Genco Erkal’ın coşkun nehirler gibi çağıldayan sesinden, bir kısrak başı olup Akdeniz’e uzanan memleketimi dinledim avaz avaz.(**) Ve şayak kalpaklı adamın, bıraksalar ince uzun bacakları üzerinde yaylanarak ve karanlıkta akan bir yıldız gibi kayarak Kocatepe’den Afyon’a(***) nasıl da atlayıvereceğine tanık oldum. Ülkemin tarihini, coğrafyasını ve insanını öğrendim hiç gitmeden, yaşayıp görmeden ve tanımadan.

Melih Cevdet Anday, Mikadonun Çöpleri’ni yazarken ne düşünüyorsa, Zeliha Berksoy’un insanüstü bir yetiyle onlara ulaşabildiğini düşündüm oyunu izlerken. Zira, ustanın kendisi bile itiraf etmiş ‘en anlaşılmaz oyunumdur.’ diye. Keşke yaşayıp Berksoy Hoca’nın rejisini izleyebilme şansı olsaydı, çok şaşırırdı eminim.

Ben büyümeye devam ediyordum bu arada. Artık gördüklerim yetmemeye başlayınca şikayetler ve sızlanmalar geldi hemen ardından. Zannetmiştim ki, Kenter’ler aşkı anlata anlata bitiremeyeceklerini anlayıp herhangi bir ‘son’ beklentisinden kurtulmuş aşkları anlatmaya devam edecekler. Düşünmüştüm ki, Brecht Işık Yenersu’nun sesinde hiç susmayacak ve Zeliha Berksoy, çağdaş oyun yazarlarının eserlerini de sahneye koyacak kadar uzun yaşayacak.

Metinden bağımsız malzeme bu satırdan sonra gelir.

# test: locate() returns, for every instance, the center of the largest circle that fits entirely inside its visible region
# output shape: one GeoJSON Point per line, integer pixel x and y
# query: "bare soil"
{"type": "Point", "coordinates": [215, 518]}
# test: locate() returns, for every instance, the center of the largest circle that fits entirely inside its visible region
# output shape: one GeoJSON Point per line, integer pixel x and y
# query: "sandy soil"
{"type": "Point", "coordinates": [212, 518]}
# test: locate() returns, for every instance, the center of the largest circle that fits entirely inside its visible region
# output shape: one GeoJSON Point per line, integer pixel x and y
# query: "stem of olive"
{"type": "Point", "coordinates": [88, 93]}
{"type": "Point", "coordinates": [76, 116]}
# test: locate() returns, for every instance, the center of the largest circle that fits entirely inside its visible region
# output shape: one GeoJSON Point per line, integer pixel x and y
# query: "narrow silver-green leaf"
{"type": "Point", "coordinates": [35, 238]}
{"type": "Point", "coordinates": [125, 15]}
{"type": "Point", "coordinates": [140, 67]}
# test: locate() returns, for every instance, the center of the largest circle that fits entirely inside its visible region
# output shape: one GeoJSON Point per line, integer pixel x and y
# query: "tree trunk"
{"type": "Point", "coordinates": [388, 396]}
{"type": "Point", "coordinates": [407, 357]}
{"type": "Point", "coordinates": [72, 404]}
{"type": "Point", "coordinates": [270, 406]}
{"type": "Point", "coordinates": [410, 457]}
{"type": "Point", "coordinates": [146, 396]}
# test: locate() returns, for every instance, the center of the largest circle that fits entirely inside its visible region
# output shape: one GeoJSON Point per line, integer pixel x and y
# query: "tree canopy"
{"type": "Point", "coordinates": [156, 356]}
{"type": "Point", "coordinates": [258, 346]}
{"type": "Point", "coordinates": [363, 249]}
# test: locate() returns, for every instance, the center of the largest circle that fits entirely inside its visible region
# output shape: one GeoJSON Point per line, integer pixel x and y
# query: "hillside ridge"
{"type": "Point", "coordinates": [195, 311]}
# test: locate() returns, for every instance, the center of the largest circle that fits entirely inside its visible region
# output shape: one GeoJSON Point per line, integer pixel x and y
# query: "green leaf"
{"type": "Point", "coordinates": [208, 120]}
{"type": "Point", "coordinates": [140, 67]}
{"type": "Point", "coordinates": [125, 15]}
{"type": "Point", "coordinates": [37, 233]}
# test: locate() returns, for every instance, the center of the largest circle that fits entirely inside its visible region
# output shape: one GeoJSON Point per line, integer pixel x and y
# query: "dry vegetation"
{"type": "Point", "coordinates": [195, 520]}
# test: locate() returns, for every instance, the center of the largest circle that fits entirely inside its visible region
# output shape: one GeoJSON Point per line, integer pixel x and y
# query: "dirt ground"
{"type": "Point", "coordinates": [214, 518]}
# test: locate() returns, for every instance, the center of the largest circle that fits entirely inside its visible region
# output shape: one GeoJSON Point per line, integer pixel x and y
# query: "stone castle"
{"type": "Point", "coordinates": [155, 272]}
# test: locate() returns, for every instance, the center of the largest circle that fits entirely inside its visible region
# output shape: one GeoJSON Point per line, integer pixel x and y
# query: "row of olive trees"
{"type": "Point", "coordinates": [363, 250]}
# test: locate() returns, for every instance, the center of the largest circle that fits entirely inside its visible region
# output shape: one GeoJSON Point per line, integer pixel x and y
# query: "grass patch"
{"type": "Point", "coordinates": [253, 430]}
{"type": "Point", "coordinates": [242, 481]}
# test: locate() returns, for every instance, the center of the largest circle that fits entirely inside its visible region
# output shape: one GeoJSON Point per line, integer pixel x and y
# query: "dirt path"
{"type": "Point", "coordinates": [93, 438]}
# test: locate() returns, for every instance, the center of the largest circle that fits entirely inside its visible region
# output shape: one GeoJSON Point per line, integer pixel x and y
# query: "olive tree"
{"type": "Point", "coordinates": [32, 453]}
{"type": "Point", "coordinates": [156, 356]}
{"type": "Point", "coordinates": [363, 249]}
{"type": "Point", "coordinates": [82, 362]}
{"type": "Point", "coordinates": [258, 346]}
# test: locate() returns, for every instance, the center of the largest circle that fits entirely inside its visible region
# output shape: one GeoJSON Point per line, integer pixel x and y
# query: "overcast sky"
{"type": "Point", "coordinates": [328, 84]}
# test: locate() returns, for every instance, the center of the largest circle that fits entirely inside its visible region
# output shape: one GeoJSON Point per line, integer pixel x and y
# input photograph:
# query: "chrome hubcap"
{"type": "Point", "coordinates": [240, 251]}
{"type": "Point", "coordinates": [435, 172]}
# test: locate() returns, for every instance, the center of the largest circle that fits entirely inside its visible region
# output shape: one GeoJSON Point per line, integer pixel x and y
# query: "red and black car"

Oysa ne oldu?.. Kendi özgür irademizi ve fikir özgünlüğümüzü ettiğimiz gibi, tiyatromuzu da tiyatro sanatçılarımızı da t.v. kanallarının iyi, kötü her şeyi harmanlayıp anlamsız ve sıradan karışımlar yaratmaya meraklı, insafsız ellerine teslim ettik. Sevgiye yol açmak için kolayca delinen o dağlar, aşk uğruna günlerce susuz kalınarak geçilen çöller, bir insanı sevmekle başlayan her şey ve güzelim memleket, hepsi… Havasız birer t.v. stüdosundan ibaret şimdi. Ve ben, Erdal Özyağcılar gibi, Hümeyra gibi ve Şebnem Sönmez gibi ustaları ilkokul piyeslerini andıran, birbirlerinin ayaklarına kazara bastıklarında çok komik bir şeymiş gibi güldürmeyi umacak kadar kötü, basma kalıp ve sıradan senaryoların içinde reyting kavgası verirken gördükçe İlham Abi’mi rahmetle anıyorum. İyi ki gencecik öldü de bu günleri görmedi. Ölümün de hayırlısı olurmuş demek ki…

(*) Kesanli Ali Destani isimli Haldun Taner'in unlu oyununun gectigi yer ve bas kahramanlarindan biri. Kesan'li Ali, Zilha'ya asiktir.